As in previous years, I left the Marketing Society Conference with my head bulging. With facts, with conversations, with new ideas; and with new ways to look at old ones. It’s hard to make sense of such a maelstrom of information, but a couple of days of reflection has allowed some of the key themes to sink in and turn themselves into meaningful bite size chunks that you might take away and act on.

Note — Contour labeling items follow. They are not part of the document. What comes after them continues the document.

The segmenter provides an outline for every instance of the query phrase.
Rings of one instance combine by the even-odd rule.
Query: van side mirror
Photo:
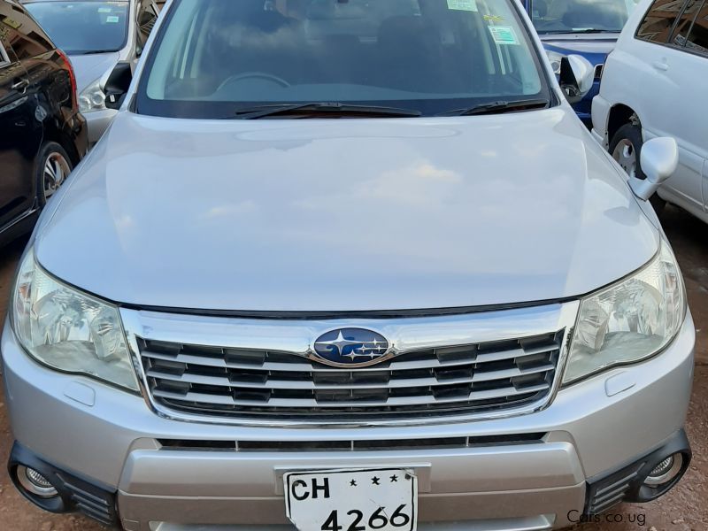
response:
[[[679,166],[679,145],[676,141],[667,136],[652,138],[642,146],[640,155],[642,171],[646,179],[633,177],[629,186],[635,196],[648,201],[658,187],[671,177]]]
[[[595,67],[579,55],[569,55],[560,61],[560,88],[570,104],[581,101],[595,82]]]
[[[130,63],[119,63],[108,76],[104,92],[105,106],[109,109],[119,109],[126,98],[127,89],[133,81],[133,69]]]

Try reading the headings out loud (preferably in a shouty voice) whilst you record yourself on Instagram and who knows, you too could find 1.5m followers to match Lean in 15’s energising fitness guru Joe Wicks!
MEAN SOMETHING!
Pop a bit of purposefulness into your brand and hey presto, you’ll do better. The speakers from Facebook (to make the world more open and connected), Aviva (making it easier for people to buy financial products) and Vitasoy (providing healthy food which doesn’t put the planet at risk) all emphasised that what drives them is more than money (although obviously money helps – particularly if you are Aviva, who could afford to spend £100m on innovation which didn’t work and then still have some spare change to start again). In each case, they were driven by the desire to engage both customers and staff with a deeper purpose. As Mark Wilson, CEO of Aviva said (I paraphrase), “if you can’t tweet your proposition, you don’t have a business.”. Paddy Barwise of London Business School also picked up on the theme in his talk – encouraging marketing leaders to ‘start a movement’.
GET SOME MATES!
There are some real changes afoot for CMOs. It’s no longer about being the big ‘I’, as David Wheldon, who as CMO of RBS could easily claim to be one, said. These days marketing is about ‘we’, the need to build communities around you. This echoes the findings in Paddy Barwise’s excellent book on the 12 Powers of Marketing Leadership. Paddy and his co-author, Thomas Barta identified that for marketers to be effective leaders they need to energise not simply their own teams, but their bosses and their colleagues in other departments. It was a theme also covered by Nicola Mendelson of Facebook who sees marketing’s role as that of Chief Transformation Officer, and by another speakers as Chief Integration Officer and Chief Collaboration Officer. No matter what the title, the goal is clear. Customer customer experience is now the central driver of brand loyalty. As Nigel Vaz of SapientNitro put it ‘The brands we love are no longer driven by ads, but by the services that they deliver to us’. As a result, marketing must work with every department in the business to deliver customer delight. Flying solo is no longer an option.
DON’T PUT IT OFF!!!!
Talking of flying, Dr Ed Lu’s tips for life resonated right across the day. The idea of having a goal that people understand no matter how globally (or spatially) separated a team are, was central to the success of the emergency US/Russian space mission he was part of in 2003, immediately after the Space Shuttle Challenger tragedy. But don’t micromanage from afar, he added. Leave people to make their own decisions about how to achieve the goal. His recommendation not to put things off, sadly driven by the loss of a good friend and colleague with whom he simply had not had the time to connect with socially before the fatal Challenger flight, stayed with me. There were echoes of it in Nicola Mendelson’s recommendation that you move fast and be prepared to shift resource in order to tackle problems in the business – fake news perhaps? And Alibaba certainly didn’t put it off when they drove $12bn of sales in just 24 hours. McDonald's determination to constantly evolve their menu to respond to food lobbyists is another example. Even McDonald's will be dead meat if they don’t move with the times.
And as Ed Lu also said, safety first doesn’t get you anywhere. You need to take risks, and you need to be an optimist – although it doesn’t hurt to prepare for the worst.
So there you have it. BISH! BOSH! BLENDED. The Marketing Society Conference ingredients in one simple jar. DONE!